Assume that in October 2022 the Schmidt Machinery Company (Exhibit 14.1) manufactured and sold 1,070 units for $847 each. During this month, the company incurred $460,100 total variable costs and $181,200 total fixed costs. The master budget data for the month are as given in Exhibit 14.1.

Required:

1. Prepare a flexible budget for the production and sale of 1,070 units.

2. Compute for October 2022:

a. The sales volume variance, in terms of operating income. Indicate whether this variance was favorable or unfavorable.

b.

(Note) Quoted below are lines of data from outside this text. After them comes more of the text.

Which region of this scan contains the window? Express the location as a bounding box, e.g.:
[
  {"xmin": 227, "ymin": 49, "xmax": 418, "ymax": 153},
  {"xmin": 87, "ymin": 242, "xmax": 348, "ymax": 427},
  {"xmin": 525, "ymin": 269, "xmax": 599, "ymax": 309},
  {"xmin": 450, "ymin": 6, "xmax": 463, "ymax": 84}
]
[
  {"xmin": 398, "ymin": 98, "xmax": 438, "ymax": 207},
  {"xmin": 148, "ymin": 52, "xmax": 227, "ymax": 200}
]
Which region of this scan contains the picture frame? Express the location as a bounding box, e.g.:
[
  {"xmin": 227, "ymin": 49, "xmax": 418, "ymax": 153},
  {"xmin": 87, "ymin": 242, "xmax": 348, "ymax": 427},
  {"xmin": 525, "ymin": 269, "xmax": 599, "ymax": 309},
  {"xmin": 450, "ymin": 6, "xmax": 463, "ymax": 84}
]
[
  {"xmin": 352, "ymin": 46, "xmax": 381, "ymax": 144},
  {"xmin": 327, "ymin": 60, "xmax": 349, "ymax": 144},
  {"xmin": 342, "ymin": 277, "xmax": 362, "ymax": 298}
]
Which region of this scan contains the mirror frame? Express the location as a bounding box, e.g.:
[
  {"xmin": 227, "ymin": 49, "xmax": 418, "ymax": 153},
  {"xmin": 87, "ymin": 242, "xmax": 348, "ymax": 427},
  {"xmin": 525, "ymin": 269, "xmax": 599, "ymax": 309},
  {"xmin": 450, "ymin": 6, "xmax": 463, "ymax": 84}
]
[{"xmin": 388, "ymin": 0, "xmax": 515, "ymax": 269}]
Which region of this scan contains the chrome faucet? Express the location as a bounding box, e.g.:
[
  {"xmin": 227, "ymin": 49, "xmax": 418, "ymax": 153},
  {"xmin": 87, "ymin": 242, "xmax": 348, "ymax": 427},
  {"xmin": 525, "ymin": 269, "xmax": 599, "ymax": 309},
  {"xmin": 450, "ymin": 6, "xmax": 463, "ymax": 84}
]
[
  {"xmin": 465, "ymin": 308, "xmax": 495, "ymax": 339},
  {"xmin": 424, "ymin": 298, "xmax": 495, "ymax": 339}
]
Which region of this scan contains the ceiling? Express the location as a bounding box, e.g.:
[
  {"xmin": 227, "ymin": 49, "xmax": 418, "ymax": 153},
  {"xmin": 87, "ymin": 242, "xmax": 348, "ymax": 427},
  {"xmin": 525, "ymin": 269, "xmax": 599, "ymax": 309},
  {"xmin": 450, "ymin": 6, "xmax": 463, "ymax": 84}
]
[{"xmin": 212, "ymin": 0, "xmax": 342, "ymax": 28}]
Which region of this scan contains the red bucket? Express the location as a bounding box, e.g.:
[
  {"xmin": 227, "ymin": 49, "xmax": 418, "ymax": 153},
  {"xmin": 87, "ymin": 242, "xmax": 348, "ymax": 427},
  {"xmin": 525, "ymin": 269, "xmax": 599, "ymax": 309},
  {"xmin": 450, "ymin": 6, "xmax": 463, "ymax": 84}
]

The sales volume variance, in terms of contribution margin. Indicate whether this variance was favorable or unfavorable.

3. Compute for October 2022:

a. The total flexible budget variance. Indicate whether this variance was favorable or unfavorable.

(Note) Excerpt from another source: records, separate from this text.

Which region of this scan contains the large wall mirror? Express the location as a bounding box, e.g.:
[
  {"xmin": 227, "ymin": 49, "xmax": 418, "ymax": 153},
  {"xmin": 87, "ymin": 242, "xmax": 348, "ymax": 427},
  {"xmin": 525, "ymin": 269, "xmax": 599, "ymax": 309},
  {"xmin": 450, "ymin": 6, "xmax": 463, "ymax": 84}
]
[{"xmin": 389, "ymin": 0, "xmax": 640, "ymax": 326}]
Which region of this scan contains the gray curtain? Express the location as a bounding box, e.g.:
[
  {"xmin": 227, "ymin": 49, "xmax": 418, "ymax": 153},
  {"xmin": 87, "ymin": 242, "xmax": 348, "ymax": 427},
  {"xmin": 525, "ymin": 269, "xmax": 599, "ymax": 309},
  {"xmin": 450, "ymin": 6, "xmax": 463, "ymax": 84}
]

b. The total variable cost flexible budget variance. Indicate whether this variance was favorable or unfavorable.

c. The total fixed cost flexible budget variance. Indicate whether this variance was favorable or unfavorable.

d. The selling price variance. Indicate whether this variance was favorable or unfavorable.

Exhibit 14.1:

Comparison of Actual and Budgeted Operating Income

SCHMIDT MACHINERY COMPANY
Analysis of Operating Income
For October 2022
(1) Actual Operating Income (2) Master Budget (3) Variances
Units 780 1,000 220 U*
Sales $ 639,600 100% $ 800,000 100% $ 160,400 U
Variable costs 350,950 55 450,000 56 99,050 F**
Contribution margin $ 288,650 45% $ 350,000 44% $ 61,350 U
Fixed costs 160,650*** 25 150,000 19 10,650 U
Operating income $ 128,000 20% $ 200,000 25% $ 72,000 U

*U denotes an unfavorable effect on operating income.

**F denotes a favorable effect on operating income.

***Actual fixed factory overhead cost = $130,650; actual fixed selling and administrative costs = $30,000.

Budgeted fixed factory overhead cost = $120,000; budgeted fixed selling and administrative costs = $30,000.